When Details Hide the Story
Kaiser Fung doesn't like this graphic that accompanied a recent story about the bird flu in the Wall Street Journal. His redesign shows a lot less overlap and a lot more detail; so much, in fact, that it obscures the point of the chart.
Here is the offending graphic. The overlapping circles are hard to read with any precision and are hiding information. It's a pretty dramatic chart though, with the color choice reinforcing that something severe is happening.
Under the heading Is It Worth the Drama?, Fung proposes this no-drama redesign.

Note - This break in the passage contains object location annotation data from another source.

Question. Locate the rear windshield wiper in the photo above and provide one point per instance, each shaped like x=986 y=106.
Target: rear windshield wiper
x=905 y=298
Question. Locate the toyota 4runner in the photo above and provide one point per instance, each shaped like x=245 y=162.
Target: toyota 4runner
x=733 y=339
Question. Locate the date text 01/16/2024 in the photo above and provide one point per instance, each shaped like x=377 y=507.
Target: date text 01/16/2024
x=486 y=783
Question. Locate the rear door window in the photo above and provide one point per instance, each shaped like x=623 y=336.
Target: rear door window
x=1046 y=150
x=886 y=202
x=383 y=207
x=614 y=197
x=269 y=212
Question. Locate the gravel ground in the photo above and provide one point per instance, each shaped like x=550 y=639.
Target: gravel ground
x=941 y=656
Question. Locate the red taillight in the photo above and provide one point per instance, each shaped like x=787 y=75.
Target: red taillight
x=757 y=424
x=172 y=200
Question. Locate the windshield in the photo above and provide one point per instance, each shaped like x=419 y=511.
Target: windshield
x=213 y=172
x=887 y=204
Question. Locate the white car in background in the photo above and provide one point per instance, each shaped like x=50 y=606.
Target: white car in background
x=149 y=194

His point seems to be to show individual days, since that is what the original data contains. But that graph is way too detailed and shows information that is of no consequence. The original story kindly links to the underlying data, which made it easy to dig into this a bit and try things out.
I immediately had a sense that we're seeing a weekly pattern here. The time frame is only a few months, and there are fairly regular gaps that I figured were weekends. So I made a quick chart in Tableau of just the main part of the data, with the color showing the day of week. The color legend isn't important here since the point is to find the ones that have the highest peaks (I did label those).
Clearly, certain days stick out, and they're generally not the weekends. Most activity seems to be focused on Tuesday and Friday, and I'm sure there are reasons for that (like meetings where somebody in charge signs off on the results, since the dates are the confirmation dates). The one Sunday in mid-April was presumably an emergency meeting when the first big outbreak had been found.
Either way, this is not very interesting. The inner workings of the U.S. Department of Agriculture's Health Inspection Service are not the point of the story. Both Fung's redesign and my weekday-focused chart introduce a lot of noise that drowns out the actual point.
Instead, what makes a lot more sense to look at is a less granular view. Let's look at weekly totals instead of showing each day.
Now we're looking at an outbreak: it starts out quickly, peaks, then drops off more slowly. The weekly boundaries are still arbitrary, a better way of looking at this would be some sort of smoothing. But this is a much better view because it shows a more relevant level of detail.
This view is also more similar to the original than Fung's. Perhaps that could have been done better, but the intent was clearly there: the overlapping circles combine and create a sort of smoothing effect. They also cause some issues, no doubt. But the point of this is really not about individual days, it's about the grand totals and the speed with which the outbreak happened.
It's easy to jump on charts that hide parts of the data, and often those are poorly done. But insisting on showing more data does not always lead to a better solution. That is particularly true when the data is as noisy as in this case, and when there are artifacts that only distract from the actual point.
We always need to ask why the chart was made, for what purpose, to what end.
Posted by Robert Kosara on October 25, 2015.